When parents separate or get divorced, the children will often live with one parent on a day-to-day basis – the so-called ‘resident parent’. But most separated couples recognise the importance of the children continuing to enjoy a relationship with the absent parent, via everything from overnight visits to holidays to weekend outings. In between times, of course, they can also stay in touch via phone calls, email, or increasingly here in the third decade of the 21st Century, video calls. Like emails or the phone, video calls might lend themselves to spontaneity, helping to maintain a sense of connection and communication even when the other parent is far away.

From a legal standpoint, FaceTime, Zoom or Skype calls with your children is just another form of “contact” – i.e. time spent with your child following divorce or separation. Alongside money, contact is usually the biggest single topic discussed by parents who are splitting up.

What is a parenting plan?

Most parents reach individual agreements between themselves about what contact will take place and when – but the family courts can and do intervene in the interests of the children if these agreements break down. Occasionally, if the break-up is rancorous and the parents are struggling to agree on anything, the courts may have to step in. But thankfully, that is uncommon.

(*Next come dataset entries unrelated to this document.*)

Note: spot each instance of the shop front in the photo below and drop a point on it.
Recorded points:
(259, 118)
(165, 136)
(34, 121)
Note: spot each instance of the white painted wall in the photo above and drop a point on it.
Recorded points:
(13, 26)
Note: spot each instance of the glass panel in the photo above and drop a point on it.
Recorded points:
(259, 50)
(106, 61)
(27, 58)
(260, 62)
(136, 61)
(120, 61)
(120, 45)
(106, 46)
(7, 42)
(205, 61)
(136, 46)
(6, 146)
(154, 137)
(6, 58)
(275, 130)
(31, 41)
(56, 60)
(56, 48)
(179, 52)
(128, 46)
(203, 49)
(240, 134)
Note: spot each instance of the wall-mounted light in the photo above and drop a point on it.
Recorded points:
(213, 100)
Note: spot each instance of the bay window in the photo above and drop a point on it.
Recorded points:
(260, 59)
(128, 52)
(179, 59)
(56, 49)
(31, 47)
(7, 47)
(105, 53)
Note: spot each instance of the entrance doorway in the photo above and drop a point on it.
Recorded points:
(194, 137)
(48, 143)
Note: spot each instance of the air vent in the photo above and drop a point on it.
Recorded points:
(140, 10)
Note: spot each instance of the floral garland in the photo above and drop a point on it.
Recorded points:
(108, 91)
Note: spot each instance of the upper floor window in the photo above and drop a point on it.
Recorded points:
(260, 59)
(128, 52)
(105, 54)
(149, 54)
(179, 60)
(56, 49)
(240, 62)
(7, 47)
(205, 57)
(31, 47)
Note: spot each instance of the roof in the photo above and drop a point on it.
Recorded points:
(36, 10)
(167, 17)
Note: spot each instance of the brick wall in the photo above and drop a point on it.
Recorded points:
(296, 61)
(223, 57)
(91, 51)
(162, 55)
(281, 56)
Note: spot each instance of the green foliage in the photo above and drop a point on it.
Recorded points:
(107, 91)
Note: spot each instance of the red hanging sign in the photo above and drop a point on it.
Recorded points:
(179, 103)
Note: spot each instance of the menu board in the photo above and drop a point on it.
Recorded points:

Some separated parents prefer to adopt a completely informal agreement regarding contact, negotiated on the fly with their ex – and that can work for some people, especially if they are still on relatively good terms. But we recommend creating a formal, written agreement or ‘parenting plan’. This sets down exactly what each parent has agreed in relation to contact – including, of course, video calls. It clarifies expectations and – if drafted properly – removes any misunderstandings that may have arisen between the parents. Parenting plans can also help separated parents who may still be seething with resentment towards each other to focus on the best interests of the children.

And there is yet another reason to consider a formal parenting plan: if you run into problems with other parent in the future and do have to resort to the family courts, most judges there will expect to see a parenting plan: they bring clarity to an emotional situation, and they show good faith and a sincere effort to make things work in the best interests of your children.

You can draw up your own parenting plan but a family solicitor will be able to help you draft an optimal one – one that will cover all eventualities and that will carry the most weight with the family courts.

What role do video calls play in parenting after divorce or separation?

FaceTime, Zoom and Skype have been a technological gift to many separated parents, enabling a sense of real time with their kids even when they cannot be there in person – perhaps because the next scheduled visit is still weeks or even months away. The extra visual dimension makes the experience a richer and more fulfilling one for both parent and child. Of course, the time of day that the video calls take place and their duration should be appropriate for the child’s age, especially for younger children who will have home routines to consider and shorter attention spans. For separated parents who live nearby and see their children every other weekend, video calls might well be less important, but work and personal circumstances push many parents some distance away, drastically reducing the time they can spend with kids who were most likely a part of their daily lives before the divorce. For them video calls can seem like the next best thing to being in the same room.

Like other aspects of contact, establishing a successful video call routine with your children is ultimately about keeping the lines of communication open. Talk to the resident parent, log on when you say you’re going to – and do your very best to make time together online a rewarding and fun experience.